British scholarly expressionist

Maria Fusco is a Belfast-born writer, lecturer, art critic, and events organiser. She was Director of Art Writing at Goldsmiths, University of London between 2007 and 2013 where she founded and led MFA Art Writing. She was a Senior Chancellor's Fellow (Reader) at Edinburgh College of Art, University of Edinburgh from 2013 to 2018, and was appointed Professor of Fine Art at Northumbria University in Sep 2018. Maria joined the University of Dundee as Professor of Interdisciplinary Writing in July 2020.

Her book of short stories The Mechanical Copula was published by Sternberg Press in 2010. Co-edited with Richard Birkett, Fusco's Cosey Complex, is the first major publication to discuss and theorise Cosey Fanni Tutti as methodology (published by Koenig Books in 2012).

In 2008, Fusco launched The Happy Hypocrite (Book Works: London), a semi-annual journal for and about experimental art writing, of which she was editor between 2008 and 2010, and remains as the journal's Editorial Director.

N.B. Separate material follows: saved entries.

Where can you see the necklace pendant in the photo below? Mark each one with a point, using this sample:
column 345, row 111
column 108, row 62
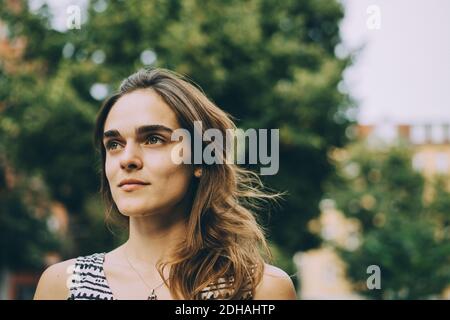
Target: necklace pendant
column 153, row 296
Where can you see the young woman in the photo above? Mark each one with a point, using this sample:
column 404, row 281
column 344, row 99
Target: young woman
column 192, row 234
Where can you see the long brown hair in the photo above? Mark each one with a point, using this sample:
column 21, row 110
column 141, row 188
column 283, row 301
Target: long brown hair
column 223, row 238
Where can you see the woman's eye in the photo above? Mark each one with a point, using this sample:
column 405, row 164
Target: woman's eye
column 111, row 145
column 154, row 140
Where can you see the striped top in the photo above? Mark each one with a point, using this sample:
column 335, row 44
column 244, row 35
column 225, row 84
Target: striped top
column 88, row 282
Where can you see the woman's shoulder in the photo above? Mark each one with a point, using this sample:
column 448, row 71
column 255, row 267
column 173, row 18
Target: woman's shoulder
column 275, row 284
column 55, row 281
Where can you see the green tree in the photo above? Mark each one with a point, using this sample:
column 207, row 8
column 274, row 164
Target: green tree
column 402, row 232
column 271, row 64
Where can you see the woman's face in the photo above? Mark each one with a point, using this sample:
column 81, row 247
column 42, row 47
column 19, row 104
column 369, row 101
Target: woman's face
column 137, row 141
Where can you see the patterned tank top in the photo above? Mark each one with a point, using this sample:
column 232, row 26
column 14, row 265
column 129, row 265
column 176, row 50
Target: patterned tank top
column 89, row 282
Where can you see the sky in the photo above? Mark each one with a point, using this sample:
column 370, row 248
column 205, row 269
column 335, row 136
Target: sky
column 402, row 73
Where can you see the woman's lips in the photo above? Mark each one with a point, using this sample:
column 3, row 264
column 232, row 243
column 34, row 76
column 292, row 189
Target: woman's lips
column 132, row 186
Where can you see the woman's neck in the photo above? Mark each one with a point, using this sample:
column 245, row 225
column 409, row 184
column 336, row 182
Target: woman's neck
column 152, row 237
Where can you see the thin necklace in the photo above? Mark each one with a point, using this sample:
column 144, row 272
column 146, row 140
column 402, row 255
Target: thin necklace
column 152, row 295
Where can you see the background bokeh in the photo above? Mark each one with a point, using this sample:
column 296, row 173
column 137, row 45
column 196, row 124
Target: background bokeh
column 359, row 192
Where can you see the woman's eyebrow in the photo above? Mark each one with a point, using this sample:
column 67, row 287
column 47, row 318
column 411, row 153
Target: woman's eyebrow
column 139, row 131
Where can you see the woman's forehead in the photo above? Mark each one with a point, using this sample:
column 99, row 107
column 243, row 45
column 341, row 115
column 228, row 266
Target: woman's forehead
column 140, row 108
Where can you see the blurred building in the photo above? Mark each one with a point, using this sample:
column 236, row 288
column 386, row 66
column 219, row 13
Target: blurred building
column 21, row 285
column 321, row 272
column 430, row 144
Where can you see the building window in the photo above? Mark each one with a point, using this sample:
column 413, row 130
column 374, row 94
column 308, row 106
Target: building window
column 418, row 134
column 441, row 162
column 438, row 134
column 418, row 161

Maria Fusco was Writer in Residence at the Whitechapel Gallery, London in 2009/10, where she organised and hosted the one-day event 'Volatile Dispersal: Festival of Art Writing', and the inaugural Critic-in-Residence at Kadist Art Foundation in Paris (2008/09). Fusco has contributed to Art Monthly, Frieze, Fillip, and Mousse, (as well as many other publications).

Maria Fusco is currently writing Sailor, a novel about a monkey and a Browning Hi-Power pistol. Her screenplay for GONDA, a film by film-maker Ursula Mayer based around Ayn Rand's 1934 play Ideal, premiered in April 2012, commissioned by Film London. Fusco is the author of "The Legend of the Necessary Dreamer" (Vanguard Editions: London, 2017); a book of fictions that take place in Lisbon in an abandoned palace once owned by the Marquês de Pombal, who instituted the grid plan on which Lisbon was rebuilt after the 1755 earthquake; and "With A Bao A Qu reading When Attitudes Become Form" (New Documents: Los Angeles, 2013).